Briefs
There are, in the Taipei Times where I work, sections called “Briefs” on the local and international pages. Consisting of a page-long single column, briefs, usually five to a page, provide little snippets of news — normally no longer than 100 words — from around the world, and the subject is usually something odd or unusual, like “Man loses boa in van,” or “Visitor bites panda at Beijing zoo.” The rest of the page is usually consecrated to more “serious” or newsworthy copy, nowadays nuclear developments in North Korea and Iran, factional violence within the Palestinian Authority, Iraq, Afghanistan, Somalia and Georgia/Russia.
It is indicative of the state of the world when, after reporting on unrest in the Palestinian Territories for weeks, where Hamas and Fatah have engaged in internecine violence, stories on people killed — by the factions or by the Israeli military — were relegated to the “Briefs” section. So routine had the killing of Palestinians become, it seemed, that it was no longer news as such; it was part of the oddities, of the briefs people read in passing, with little emotional attachment.

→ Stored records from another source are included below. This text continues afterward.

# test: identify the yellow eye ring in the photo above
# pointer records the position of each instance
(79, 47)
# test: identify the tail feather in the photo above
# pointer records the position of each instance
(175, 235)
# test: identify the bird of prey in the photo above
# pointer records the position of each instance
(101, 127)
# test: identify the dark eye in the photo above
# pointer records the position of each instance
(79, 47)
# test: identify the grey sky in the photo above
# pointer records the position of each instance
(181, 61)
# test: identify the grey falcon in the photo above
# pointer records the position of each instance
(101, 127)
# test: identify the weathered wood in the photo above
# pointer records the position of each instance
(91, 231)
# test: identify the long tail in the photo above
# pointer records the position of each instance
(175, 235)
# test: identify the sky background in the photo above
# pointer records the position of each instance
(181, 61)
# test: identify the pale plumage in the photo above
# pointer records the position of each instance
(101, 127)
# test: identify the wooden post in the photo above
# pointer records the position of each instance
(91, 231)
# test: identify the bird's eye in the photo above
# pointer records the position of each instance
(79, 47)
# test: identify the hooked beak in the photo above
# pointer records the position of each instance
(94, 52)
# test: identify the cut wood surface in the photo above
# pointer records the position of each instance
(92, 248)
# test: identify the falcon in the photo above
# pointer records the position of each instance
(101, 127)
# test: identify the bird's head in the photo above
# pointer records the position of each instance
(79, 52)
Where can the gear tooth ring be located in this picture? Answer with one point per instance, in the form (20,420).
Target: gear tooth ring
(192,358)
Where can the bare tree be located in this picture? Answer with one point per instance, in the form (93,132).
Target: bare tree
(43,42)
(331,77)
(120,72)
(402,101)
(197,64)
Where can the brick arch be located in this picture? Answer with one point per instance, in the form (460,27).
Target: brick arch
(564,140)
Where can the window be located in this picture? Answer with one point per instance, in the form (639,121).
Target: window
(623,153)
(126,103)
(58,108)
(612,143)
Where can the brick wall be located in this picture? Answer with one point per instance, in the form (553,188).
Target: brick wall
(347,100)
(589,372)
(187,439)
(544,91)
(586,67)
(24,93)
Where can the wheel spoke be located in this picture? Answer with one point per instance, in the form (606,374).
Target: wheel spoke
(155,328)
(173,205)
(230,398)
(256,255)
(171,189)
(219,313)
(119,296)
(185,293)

This only occurred on a few days, when violence elsewhere was such that the deaths of a dozen Palestinians didn’t suffice to break the threshold. Iraq, Afghanistan, N. Korea and Sri Lanka, through violence or the detonation of a nuclear device (this is what it takes now to make it to front page) had pushed it aside. As for Iraq, every new day brings an editorial challenge, not so much in preparing the story as in finding a headline that doesn’t read like the previous five, ten, twenty. "Forty killed in bombing in Baghdad"; "Violence intensifies as Ramadan begins"; "Bloody day in Baghdad as Ramadan comes to an end," etc, etc, etc ad bloody nauseam. There, again, the situation has become so routine that our editor-in-chief made the explicit request that we no longer publish pictures of bombings in Iraq. Every day, as we search the keyword “Iraq” in the Wire Graphics Database, which provides thousands of pictures updated on a daily basis from agencies like EPA, AFP, AP, Reuters and others, most of what we obtain are wrecked vehicles, buildings burning or ruins, in front of which are semi-dazed children or injured passers-by. Being given the order to find “something else” to tell the story is, sadly, very challenging. It’s almost like being asked to find a picture of Hong Kong with a clear sky. So in the past few weeks we provided pictures of Iraqi Muslims gathering in mosques to pray during Ramadan, or vendors making popcorn in preparation for celebrations of the Eid al-Fitr marking the end of Ramadan. But for every such picture there are dozens of carnage and violence. Afghanistan fares no better, and Sri Lanka is headed in that direction as well. Oh, and that is without mentioning the bloody pictures showing the results of war, which are too graphic to be printed in a newspaper.
It is saddening but unfortunately a symptom of the world we live in that people killed with missiles fired from the air, or in car bombings, can turn into an item of such normalcy as to become a mere “brief,” or perhaps worse, that copy editors are asked to search for pictures from the hell holes of our world that are devoid of violence, and have a hard time finding any.
Fortunate are those who can afford to read about these atrocities in the “briefs” section of a newspaper. For Iraqis, Afghans, Palestinians — and I could add many others, sadly — there is nothing non-newsworthy about what’s going on around them, and they don’t get to choose what kind of picture gets taken in their immediate environment either. For them, life is unforgiving, amoral, and unedited. Kids in war zones are growing up with severed bodies around them, the very images that "cannot" be printed, and there is no editor above them telling them to look elsewhere for something brighter, more uplifting. They as they might, news outlets can only come so close to reality.